Maccomo was watching them intently.
“And?” he said.
“And what?” said Charlie, trying not to let it sound rude.
“And what did he say?”
“Mr. Maccomo, sir,” said Charlie desperately, “I don’t know what—I can’t talk to lions, sir! Why would I? How could I?”
“You can,” said Maccomo shortly. He fingered his rhinoceros-skin whip. “And you are going to teach me.”
At that moment, Charlie became heartily glad that he was leaving the circus, and realized that he would have no regrets at all.
 
Of course, the moment Maccomo left the chamber, Charlie and the lions had a great deal to say to one another: on the urgency of their having to leave, on going directly to the station to get the train to Venice, on whether Sergei would reappear before they left, and on the precise plans.
“The people will leave after the show from the gangplank amidship,” said Charlie. “The one opposite the grand staircase. Everybody will be up there, or below, cleaning up. Now, if we come out of this chamber and immediately cut around behind it, we can leave the ship by the stern.”
“How do you suggest we get ashore?” asked the oldest lion. Now that he was back in form, the young lion was far less chatty. The lionesses still just stared and lounged around. Charlie had no idea what was going on in their heads, but he was beginning to suspect that maybe a great deal was, and they just weren’t letting on.

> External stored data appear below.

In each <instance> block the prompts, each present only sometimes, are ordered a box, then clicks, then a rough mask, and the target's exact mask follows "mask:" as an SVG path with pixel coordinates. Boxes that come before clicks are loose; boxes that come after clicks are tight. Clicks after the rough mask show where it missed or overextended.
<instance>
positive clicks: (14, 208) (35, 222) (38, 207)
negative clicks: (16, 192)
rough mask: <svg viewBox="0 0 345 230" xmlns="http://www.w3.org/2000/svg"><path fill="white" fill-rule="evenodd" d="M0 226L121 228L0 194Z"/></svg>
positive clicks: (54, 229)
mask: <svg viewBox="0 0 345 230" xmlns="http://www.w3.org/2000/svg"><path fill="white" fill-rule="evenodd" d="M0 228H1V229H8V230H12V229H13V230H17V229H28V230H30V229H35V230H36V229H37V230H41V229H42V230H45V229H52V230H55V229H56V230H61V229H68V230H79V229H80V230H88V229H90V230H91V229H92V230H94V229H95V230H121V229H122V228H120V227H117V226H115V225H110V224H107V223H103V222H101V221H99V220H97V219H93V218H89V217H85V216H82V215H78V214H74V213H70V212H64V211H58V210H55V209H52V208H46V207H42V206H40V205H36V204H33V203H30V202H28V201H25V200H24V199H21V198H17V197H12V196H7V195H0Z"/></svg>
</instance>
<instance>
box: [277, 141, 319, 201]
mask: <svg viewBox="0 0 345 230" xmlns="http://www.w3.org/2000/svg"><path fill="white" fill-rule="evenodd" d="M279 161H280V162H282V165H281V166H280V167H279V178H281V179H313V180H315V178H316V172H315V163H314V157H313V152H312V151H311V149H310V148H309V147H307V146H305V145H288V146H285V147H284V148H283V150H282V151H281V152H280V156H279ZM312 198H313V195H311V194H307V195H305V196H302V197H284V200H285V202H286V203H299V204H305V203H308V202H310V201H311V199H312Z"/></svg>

“I’ve been thinking about that,” he said respectfully. “And knowing your great physical skills and circus experience, I was wondering whether . . . whether you would be able to walk the rope that attaches the ship to the quayside. It’s not very far, I checked, and the rope is tight . . .”
The yellow lioness flicked her whiskers.
“You want us to walk the tightrope?” said the oldest lion with a note of amusement in his voice.
“Yes, sir,” said Charlie. “If—if it’s not too . . .” He meant to say something about “if it’s not too undignified,” but it seemed disrespectful even to mention the lions’ dignity.
The oldest lion gave what would from anybody else be a little giggle. “I imagine we can do it,” he said. He looked around at the others. His mane was thicker, his eyes brighter, the black of his lips shinier than before. He was better. The lionesses yawned disdainfully, and the younger lions just raised their elegant lion eyebrows and twitched their whiskers back and then forward again. Walking a little bit of tightrope was not the slightest problem to them.